My Claude Workflow
I’ve been using Claude to help with my personal blog for a few months now. The $20 subscription is enough to get real work done if you manage it carefully. My workflow centers around git workstreams, multiple dev servers, and clearing context aggressively after each feature.
- Git Workstreams
- Multiple Dev Servers
- Aggressive Context Clearing
- The CLAUDE.md File
- Finding the Bottleneck
- What Works Well
- What Doesn’t Work Well
- Tuning Agent Workload
Git Workstreams
I maintain multiple git branches (workstreams) for different features. Instead of creating and deleting branches constantly, I reuse the same workstreams in a round-robin fashion. When a feature is complete and committed, that workstream becomes available for the next task.
This approach provides natural separation between different units of work and makes it easy to manually merge features into main when I’m satisfied with them. I keep the workstreams up to date with main through manual merges. Nothing fancy.
Multiple Dev Servers
Each workstream gets its own dev server running on a different port. This lets me review multiple features in parallel without constantly stopping and starting servers or switching branches.
When I need to review what an agent has built, I can simply open the corresponding port in my browser without disrupting work happening on other workstreams.

Aggressive Context Clearing
After each feature (a clearly defined unit of work) is reviewed and committed to its workstream, I clear the context immediately using /clear. This is how I stay within subscription limits.
By aggressively pruning context, I avoid paying for old conversation history that’s no longer relevant. Each new task starts fresh with only the essential context needed.
The CLAUDE.md File
My CLAUDE.md is intentionally simple, never more than 100 lines. I update it weekly with whatever corrections I find myself giving most often to the agents.
This file captures common patterns and preferences without becoming overwhelming. If I’m repeatedly giving the same feedback, it goes in CLAUDE.md. If I haven’t referenced something in a few weeks, it gets removed.
Finding the Bottleneck
With this workflow, I can actually max out my $20 Claude subscription. The bottleneck is me, specifically my review time. Four concurrent agents is more than enough to keep me constantly reviewing and approving work.
I’m more productive overall with this setup than trying to do everything myself. The constant context switching between reviewing different features keeps things interesting and helps me spot issues faster.
What Works Well
Claude is good at supplemental blog post material:
- JavaScript animations
- Tricky CSS styling
- Interactive components
- Code examples and demos
For this personal blog, these are exactly the kinds of tasks that used to slow me down. Claude can iterate quickly on visual polish while I focus on the core content.
What Doesn’t Work Well
Claude-generated blog content itself is a no-go for me. I want my writing to be in my own voice, reflecting my actual thoughts and experiences.
The value is in augmentation, not replacement. Claude handles the fiddly implementation details so I can focus on what I actually want to say.
Tuning Agent Workload
When agents are completing tasks quickly and spending most of their time waiting for my review, I adjust by giving them larger units of work.
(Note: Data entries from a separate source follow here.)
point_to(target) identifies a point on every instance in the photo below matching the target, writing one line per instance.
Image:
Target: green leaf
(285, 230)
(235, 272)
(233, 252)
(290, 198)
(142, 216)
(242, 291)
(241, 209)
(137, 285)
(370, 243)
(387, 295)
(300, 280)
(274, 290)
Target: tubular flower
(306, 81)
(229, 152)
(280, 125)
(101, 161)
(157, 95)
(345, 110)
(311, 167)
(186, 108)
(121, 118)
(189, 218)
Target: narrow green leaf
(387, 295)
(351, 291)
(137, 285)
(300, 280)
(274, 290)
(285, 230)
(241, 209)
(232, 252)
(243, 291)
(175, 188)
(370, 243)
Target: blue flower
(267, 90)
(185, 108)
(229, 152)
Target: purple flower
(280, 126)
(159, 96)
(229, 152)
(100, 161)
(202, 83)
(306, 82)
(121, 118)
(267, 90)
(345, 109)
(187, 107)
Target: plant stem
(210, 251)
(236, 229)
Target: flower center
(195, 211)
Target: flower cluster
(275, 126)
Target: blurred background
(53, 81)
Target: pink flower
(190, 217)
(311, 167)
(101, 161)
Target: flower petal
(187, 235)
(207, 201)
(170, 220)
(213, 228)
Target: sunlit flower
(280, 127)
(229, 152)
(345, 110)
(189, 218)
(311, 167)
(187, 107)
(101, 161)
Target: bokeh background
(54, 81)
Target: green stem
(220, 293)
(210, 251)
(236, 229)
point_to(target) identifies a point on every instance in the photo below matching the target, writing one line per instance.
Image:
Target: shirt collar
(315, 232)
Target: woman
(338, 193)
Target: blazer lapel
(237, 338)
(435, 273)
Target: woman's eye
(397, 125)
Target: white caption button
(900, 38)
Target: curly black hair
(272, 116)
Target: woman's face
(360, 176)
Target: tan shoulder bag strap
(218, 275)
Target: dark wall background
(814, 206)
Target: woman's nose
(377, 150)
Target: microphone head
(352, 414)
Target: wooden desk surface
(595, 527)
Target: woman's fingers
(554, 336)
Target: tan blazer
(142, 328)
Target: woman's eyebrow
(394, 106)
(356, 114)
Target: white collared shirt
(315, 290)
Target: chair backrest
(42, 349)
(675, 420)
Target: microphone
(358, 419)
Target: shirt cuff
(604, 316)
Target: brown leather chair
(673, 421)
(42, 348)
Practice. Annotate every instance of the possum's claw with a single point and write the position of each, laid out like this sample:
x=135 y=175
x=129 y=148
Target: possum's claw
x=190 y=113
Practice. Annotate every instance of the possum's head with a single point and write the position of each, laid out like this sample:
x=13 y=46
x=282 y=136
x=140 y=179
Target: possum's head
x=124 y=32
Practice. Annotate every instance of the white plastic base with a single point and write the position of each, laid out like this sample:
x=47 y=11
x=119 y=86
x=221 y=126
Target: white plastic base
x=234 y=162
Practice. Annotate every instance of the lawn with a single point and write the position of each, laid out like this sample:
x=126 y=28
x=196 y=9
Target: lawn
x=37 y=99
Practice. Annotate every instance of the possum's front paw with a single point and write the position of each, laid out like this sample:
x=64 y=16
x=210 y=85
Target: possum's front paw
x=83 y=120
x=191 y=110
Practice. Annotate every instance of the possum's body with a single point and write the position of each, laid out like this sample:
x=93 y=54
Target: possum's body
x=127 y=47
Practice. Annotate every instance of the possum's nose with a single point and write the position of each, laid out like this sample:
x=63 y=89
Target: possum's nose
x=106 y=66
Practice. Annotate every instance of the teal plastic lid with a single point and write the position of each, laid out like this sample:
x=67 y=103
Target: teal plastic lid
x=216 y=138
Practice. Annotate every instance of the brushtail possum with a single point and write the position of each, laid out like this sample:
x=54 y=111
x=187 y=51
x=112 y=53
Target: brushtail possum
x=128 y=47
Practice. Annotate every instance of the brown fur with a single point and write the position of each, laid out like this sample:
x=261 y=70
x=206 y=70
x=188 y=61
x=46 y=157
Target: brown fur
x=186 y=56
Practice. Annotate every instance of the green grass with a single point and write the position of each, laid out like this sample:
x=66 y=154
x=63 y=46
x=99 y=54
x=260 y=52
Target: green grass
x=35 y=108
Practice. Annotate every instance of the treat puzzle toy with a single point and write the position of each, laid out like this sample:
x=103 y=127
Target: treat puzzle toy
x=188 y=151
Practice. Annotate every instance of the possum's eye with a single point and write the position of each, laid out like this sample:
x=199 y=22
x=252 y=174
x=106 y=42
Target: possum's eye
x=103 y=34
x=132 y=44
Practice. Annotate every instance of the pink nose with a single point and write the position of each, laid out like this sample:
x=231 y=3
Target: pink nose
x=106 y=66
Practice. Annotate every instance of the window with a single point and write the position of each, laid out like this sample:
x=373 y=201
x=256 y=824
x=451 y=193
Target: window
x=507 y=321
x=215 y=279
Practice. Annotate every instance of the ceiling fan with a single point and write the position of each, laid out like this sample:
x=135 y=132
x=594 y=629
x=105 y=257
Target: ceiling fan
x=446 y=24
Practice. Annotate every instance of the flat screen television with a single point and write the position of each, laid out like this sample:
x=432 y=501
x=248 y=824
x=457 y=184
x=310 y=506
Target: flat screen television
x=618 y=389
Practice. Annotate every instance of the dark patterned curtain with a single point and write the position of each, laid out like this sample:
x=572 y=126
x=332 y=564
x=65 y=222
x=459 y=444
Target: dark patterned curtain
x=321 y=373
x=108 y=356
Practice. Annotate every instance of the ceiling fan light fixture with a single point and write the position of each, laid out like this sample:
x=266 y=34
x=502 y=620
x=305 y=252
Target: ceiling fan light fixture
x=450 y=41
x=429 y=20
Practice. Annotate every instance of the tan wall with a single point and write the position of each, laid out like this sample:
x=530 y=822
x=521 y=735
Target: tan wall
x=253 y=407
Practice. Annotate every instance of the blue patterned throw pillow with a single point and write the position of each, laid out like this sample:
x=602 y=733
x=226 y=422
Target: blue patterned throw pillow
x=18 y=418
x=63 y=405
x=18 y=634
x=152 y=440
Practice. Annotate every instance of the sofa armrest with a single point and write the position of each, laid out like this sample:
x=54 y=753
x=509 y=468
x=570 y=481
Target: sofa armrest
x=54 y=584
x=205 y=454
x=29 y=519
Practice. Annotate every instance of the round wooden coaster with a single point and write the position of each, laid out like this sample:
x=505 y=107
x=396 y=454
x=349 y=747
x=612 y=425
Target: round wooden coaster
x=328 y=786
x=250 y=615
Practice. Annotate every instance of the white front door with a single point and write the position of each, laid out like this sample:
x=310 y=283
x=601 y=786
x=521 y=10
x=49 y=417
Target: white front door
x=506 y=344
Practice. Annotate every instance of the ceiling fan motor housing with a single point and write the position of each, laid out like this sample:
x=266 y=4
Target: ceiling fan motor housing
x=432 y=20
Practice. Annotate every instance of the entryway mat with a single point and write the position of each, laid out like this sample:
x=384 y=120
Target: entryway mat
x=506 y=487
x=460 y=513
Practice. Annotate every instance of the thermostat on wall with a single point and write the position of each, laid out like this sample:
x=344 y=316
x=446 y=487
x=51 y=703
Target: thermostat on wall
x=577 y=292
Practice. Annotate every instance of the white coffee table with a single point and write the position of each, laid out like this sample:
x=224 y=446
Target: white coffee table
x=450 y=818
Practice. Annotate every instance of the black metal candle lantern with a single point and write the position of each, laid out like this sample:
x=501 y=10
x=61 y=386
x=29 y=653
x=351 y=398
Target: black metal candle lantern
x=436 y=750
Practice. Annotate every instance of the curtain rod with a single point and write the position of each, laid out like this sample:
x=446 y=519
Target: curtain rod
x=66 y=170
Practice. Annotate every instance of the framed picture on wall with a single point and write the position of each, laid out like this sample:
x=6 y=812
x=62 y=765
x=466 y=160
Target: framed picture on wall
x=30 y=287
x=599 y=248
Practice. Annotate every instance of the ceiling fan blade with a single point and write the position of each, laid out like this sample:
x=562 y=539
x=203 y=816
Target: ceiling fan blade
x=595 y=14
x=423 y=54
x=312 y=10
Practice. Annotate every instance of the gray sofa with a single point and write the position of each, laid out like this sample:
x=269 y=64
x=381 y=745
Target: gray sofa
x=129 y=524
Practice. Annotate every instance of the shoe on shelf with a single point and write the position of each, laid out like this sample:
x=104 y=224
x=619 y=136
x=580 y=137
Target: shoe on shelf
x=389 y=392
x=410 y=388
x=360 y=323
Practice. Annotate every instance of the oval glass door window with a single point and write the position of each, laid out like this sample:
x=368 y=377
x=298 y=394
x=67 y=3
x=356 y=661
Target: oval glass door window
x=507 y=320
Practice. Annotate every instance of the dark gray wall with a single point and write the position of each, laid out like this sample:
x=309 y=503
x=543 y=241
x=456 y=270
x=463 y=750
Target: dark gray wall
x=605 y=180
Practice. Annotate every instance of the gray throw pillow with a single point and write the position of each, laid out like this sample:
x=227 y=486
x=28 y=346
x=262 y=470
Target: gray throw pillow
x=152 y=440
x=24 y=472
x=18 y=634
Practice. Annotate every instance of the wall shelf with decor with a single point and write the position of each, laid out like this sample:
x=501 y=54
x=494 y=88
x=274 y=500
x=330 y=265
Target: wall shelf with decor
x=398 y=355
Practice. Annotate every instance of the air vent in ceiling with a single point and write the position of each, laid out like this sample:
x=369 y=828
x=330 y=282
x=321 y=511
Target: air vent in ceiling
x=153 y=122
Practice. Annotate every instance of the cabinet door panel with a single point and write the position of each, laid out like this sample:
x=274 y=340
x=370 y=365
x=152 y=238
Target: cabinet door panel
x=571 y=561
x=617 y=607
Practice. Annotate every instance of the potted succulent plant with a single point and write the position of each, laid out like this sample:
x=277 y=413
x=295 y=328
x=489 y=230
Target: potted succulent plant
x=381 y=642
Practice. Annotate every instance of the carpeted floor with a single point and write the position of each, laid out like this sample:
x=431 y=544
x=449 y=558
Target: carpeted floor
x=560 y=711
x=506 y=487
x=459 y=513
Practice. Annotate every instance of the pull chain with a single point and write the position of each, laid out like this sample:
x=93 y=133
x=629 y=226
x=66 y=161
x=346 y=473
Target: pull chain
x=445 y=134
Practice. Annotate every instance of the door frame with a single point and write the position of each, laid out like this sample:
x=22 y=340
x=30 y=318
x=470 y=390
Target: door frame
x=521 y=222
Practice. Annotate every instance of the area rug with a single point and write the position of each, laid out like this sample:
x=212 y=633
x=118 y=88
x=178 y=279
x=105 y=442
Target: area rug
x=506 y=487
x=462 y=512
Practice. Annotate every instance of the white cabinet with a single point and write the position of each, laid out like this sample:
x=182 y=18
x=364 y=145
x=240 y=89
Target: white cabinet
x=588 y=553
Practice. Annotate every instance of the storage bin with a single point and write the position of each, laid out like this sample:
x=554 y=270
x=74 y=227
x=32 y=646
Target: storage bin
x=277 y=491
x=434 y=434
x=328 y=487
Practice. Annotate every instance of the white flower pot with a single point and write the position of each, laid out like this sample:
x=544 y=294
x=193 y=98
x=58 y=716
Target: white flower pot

This keeps them productive and reduces the overhead of constant check-ins.
The goal is to batch work into chunks that are:
- Large enough to be meaningful
- Small enough to review in one sitting
- Clearly defined with success criteria
Four workstreams in rotation hits the sweet spot for my workflow. More would mean too much context switching; fewer would leave agents idle waiting for review.
This workflow has made Claude genuinely useful for personal projects. The key is treating it like a constrained resource and optimizing accordingly.